Official figures from the Budget watchdog show the levy raised £57.6 billion last year, when firms handed over 19 per cent of profits.
That was 44 per cent more than in 2010 when corporation tax was 28 per cent. Experts last night said the figures were ‘indisputable proof that cutting taxes is a great way to boost revenues’, encouraging enterprise and stimulating economic activity.
Sunny outlook: Official figures from the Budget watchdog show the levy raised £57.6 billion last year
And in a sign that the economy has continued to prosper since the Brexit vote, corporation tax receipts have risen 26 per cent since the EU referendum.
This is far more than expected by the Treasury, where gloomy officials were concerned the vote to leave the Brussels club would hit profits and the economy.
The cut in corporation tax, from 28 per cent in 2010 to 19 per cent now, is also seen as a driving force behind the sharp recent increase in employment, which has pushed income tax and VAT receipts higher as more people earn and spend more.
This has handed the Treasury funds to pay for vital services such as the NHS and police.
But Jeremy Corbyn has said a Labour government would reverse the corporation tax cuts, hammering small and big business alike.
Tory MP John Redwood said: ‘Once again this shows the Treasury was far too gloomy in its post-Brexit forecasts.

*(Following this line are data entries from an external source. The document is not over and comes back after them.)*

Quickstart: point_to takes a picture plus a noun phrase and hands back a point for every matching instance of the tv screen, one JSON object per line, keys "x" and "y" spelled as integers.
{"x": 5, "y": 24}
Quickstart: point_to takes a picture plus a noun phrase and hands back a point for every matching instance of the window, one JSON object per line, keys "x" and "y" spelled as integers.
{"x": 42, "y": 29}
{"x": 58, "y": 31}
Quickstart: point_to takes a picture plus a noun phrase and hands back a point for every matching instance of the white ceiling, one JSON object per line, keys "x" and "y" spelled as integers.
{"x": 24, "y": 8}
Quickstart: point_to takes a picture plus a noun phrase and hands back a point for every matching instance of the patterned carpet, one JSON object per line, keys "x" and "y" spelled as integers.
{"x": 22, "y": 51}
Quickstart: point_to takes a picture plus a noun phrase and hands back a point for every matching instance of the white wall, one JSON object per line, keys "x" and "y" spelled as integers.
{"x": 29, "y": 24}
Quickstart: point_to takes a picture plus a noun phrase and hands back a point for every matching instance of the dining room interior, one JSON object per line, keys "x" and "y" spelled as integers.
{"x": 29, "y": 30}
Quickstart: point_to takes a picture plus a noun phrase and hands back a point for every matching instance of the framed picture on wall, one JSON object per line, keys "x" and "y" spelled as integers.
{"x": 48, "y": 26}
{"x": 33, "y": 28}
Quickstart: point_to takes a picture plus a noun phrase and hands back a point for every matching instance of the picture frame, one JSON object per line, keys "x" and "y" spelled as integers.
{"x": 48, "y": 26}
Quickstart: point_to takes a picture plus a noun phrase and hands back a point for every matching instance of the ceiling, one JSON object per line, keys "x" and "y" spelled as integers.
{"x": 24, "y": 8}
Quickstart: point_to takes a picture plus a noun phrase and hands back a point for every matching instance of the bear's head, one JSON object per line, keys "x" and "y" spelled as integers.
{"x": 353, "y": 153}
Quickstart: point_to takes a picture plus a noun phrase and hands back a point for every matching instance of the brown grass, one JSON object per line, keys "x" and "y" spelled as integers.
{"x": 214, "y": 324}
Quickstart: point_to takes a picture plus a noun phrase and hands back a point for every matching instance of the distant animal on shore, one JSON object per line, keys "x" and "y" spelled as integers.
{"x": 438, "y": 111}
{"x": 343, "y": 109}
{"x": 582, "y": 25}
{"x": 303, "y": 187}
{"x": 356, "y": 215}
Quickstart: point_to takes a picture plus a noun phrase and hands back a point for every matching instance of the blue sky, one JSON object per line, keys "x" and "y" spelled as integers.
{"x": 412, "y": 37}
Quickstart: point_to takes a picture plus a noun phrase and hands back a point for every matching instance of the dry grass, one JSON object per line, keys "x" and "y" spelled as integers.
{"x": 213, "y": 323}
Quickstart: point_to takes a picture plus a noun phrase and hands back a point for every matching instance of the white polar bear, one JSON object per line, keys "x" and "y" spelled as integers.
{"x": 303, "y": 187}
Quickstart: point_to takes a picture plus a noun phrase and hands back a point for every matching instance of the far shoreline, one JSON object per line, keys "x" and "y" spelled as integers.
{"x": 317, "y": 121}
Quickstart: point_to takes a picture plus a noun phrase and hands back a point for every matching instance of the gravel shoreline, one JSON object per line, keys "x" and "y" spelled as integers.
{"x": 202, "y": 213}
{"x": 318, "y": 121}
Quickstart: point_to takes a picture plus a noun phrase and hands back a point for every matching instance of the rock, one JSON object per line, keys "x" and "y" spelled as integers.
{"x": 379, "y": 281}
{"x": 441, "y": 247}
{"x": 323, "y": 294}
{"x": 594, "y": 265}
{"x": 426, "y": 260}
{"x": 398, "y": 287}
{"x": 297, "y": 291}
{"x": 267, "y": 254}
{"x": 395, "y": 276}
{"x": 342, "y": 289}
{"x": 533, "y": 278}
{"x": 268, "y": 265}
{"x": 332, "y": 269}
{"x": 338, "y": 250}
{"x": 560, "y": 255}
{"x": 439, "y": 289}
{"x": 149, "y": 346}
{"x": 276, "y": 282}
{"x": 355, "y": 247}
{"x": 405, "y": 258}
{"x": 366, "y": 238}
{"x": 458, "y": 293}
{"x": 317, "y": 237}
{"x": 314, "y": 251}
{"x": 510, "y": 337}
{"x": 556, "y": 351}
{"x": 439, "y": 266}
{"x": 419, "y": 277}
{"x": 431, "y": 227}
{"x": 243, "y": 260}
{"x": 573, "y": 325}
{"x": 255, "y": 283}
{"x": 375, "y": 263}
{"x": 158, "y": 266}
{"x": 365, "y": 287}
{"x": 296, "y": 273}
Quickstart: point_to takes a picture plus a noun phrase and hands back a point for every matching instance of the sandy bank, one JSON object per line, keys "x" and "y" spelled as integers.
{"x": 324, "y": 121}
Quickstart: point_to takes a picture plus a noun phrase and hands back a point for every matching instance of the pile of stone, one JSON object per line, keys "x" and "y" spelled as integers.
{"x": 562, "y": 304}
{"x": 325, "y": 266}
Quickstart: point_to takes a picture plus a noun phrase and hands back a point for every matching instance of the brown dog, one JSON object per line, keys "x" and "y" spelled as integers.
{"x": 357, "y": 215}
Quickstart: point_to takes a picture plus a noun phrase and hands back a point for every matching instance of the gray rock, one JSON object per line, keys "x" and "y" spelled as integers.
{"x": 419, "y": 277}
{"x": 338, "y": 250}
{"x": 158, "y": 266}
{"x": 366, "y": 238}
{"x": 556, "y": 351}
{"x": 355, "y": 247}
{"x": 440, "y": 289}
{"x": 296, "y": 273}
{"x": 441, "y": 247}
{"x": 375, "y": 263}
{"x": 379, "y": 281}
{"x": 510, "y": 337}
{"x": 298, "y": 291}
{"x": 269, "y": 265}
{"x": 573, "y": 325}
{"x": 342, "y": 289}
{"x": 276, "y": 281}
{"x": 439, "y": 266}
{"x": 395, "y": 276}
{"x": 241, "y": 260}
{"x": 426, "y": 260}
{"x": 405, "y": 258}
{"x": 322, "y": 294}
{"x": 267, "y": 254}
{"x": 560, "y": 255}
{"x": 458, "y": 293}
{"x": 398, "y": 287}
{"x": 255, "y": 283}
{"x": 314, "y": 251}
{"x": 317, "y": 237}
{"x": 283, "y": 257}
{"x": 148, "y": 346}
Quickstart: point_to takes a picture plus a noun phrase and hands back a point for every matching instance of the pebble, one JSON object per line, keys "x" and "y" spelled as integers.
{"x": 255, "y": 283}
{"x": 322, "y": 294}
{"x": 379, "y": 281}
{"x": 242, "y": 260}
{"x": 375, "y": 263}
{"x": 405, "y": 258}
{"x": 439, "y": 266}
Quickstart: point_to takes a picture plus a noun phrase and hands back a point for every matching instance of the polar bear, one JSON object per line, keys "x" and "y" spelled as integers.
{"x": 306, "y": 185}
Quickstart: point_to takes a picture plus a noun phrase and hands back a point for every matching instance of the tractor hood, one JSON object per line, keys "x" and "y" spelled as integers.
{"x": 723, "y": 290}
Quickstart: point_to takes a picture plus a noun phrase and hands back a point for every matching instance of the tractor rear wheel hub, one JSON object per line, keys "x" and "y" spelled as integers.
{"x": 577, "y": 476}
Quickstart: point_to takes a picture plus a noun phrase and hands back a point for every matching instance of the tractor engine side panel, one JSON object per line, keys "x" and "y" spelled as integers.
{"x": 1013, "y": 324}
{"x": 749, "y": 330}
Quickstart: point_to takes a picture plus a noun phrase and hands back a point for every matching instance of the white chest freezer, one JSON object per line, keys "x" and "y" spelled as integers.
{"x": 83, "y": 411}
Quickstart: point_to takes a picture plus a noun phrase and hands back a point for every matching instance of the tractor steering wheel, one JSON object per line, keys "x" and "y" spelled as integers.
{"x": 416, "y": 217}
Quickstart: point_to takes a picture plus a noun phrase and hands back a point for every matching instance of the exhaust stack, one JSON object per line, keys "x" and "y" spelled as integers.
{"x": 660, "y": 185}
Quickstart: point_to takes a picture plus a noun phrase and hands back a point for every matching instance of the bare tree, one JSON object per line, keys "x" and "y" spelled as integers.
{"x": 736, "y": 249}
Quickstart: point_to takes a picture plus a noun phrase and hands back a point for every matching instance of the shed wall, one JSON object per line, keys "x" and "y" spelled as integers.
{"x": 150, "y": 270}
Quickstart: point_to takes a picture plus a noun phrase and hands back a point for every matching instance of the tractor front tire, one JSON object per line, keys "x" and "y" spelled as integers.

And once again, cutting a tax rate has led to a revenues bonanza for the Exchequer. When will they learn to adopt this approach more widely?’ Mark Littlewood, director general at the Institute of Economic Affairs, said: ‘These figures are indisputable proof that cutting taxes is a great way to boost revenues, as well as encouraging enterprise.’
Figures from the Office for Budget Responsibility, the official Treasury watchdog, show corporation tax raised £40.1 billion in 2009-10 when the rate was 28 per cent. Cut to 19 per cent, corporation tax raised £57.6 billion last year, up 44 per cent since 2009-10.
In the final year before the Brexit vote, when corporation tax was 20 per cent, it raised £45.6 billion. The £12 billion increase over the two years following the Brexit vote was far larger than expected by the OBR.
Sam Dumitriu of the free market Adam Smith Institute think-tank said ministers should reduce tax on firms which invest. He said: ‘A competitive corporate tax rate has made Britain a more attractive place to do business.
‘As a result multinational corporations, including Starbucks and McDonalds, have relocated European headquarters to the UK, bringing jobs, investment, and tax payments with them.’